The vast pool of Indian contract workers who had immigrated to South Africa starting in the late 19th century had found common ground with Black citizens as another oppressed minority there. India was among the first countries to join what became an international movement to isolate South Africa through commercial and cultural boycotts, and to exert economic leverage by pressuring corporations, universities, foundations and pension funds worldwide to divest themselves of holdings in South African companies.

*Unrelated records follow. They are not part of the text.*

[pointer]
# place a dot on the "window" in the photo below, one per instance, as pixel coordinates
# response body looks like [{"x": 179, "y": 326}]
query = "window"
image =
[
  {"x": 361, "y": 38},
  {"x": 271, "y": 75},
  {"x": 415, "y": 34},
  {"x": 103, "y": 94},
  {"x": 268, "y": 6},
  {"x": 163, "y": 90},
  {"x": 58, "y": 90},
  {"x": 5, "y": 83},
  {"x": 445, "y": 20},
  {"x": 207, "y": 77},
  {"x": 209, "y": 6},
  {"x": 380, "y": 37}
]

Mr. Reddy embraced that effort.
“He had to face many obstacles and antagonisms, coming from the Western Powers mainly,” Mr. MacBride said, “but he had the skill, courage and determination necessary to overcome the systematic overt and covert opposition to the liberation of the people of Southern Africa.”
Enuga Sreenivasulu Reddy was born on July 1, 1925, in Pallapatti, a village in southern India about 90 miles north of Madras. His father, E.V. Narasa Reddy, ran a mining company that exported mica. His mother was a homemaker.
His father was jailed for participating in Gandhi’s protest campaigns, and his mother sold her jewelry to raise money for Gandhi’s efforts on behalf of India’s lowest caste, the so-called untouchables. Enuga himself led a strike as a high school student.
After graduating from the University of Madras in 1943, he intended to earn an advanced degree in chemical engineering in Illinois, but the shortage of ships immediately after World War II delayed his arrival in the United States until the middle of the semester.
When he finally did arrive, in New York, he decided to stay in the city, deciding that he could better keep abreast of events in India from there. Having forgotten by then much of the math he had learned as an undergraduate engineering student, he switched to political science and earned his master’s degree in the subject from New York University in 1948. He continued his studies at Columbia University.
He married Nilufer Mizanoglu, a translator of the poet Nazim Hikmet. She survives him, along with their daughters, Mina Reddy and Leyla Tegmo-Reddy; four grandchildren; and three great-grandchildren.
Utterly broke after a two-month U.N. internship, Mr. Reddy was hired by the then-fledgling United Nations in 1949 to conduct research as a political affairs officer.
In the late 1940s, he became active in the Council on African Affairs, a group led by Paul Robeson and W.E.B. Du Bois. It initially drew mainstream progressive support but faded after the government declared it a subversive organization in 1953 because some of its leaders had Communist ties.
By then, India had gained its freedom from the British, a moment, Mr. Reddy said, that should have been the beginning of the end of colonialism.
“I had a feeling that I did not do enough,” he said in the 2004 interview. “I did not make enough sacrifice for India’s freedom, so I should compensate by doing what I can for the rest of the colonies.” When he joined the U.N., he added, “that feeling was in the back of my mind.”
After he retired in 1985, by then holding the title of assistant general secretary, Mr. Reddy wrote histories of the Black liberation and anti-apartheid movements and the links between India and South Africa.
He was awarded the Joliot-Curie Medal of the World Peace Council in 1982. In 2013, he received the Order of the Companions of O.R. Tambo from the South African government, an honor named for the former African National Congress president-in-exile.
When Mr. Reddy celebrated his 96th birthday last July, the Ahmed Kathrada Foundation, a South African organization opposed to racism and corruption, congratulated him for a lifetime of “working tirelessly in support of the liberation movement” and “forging an unshakable bond between South Africa and his homeland, India.”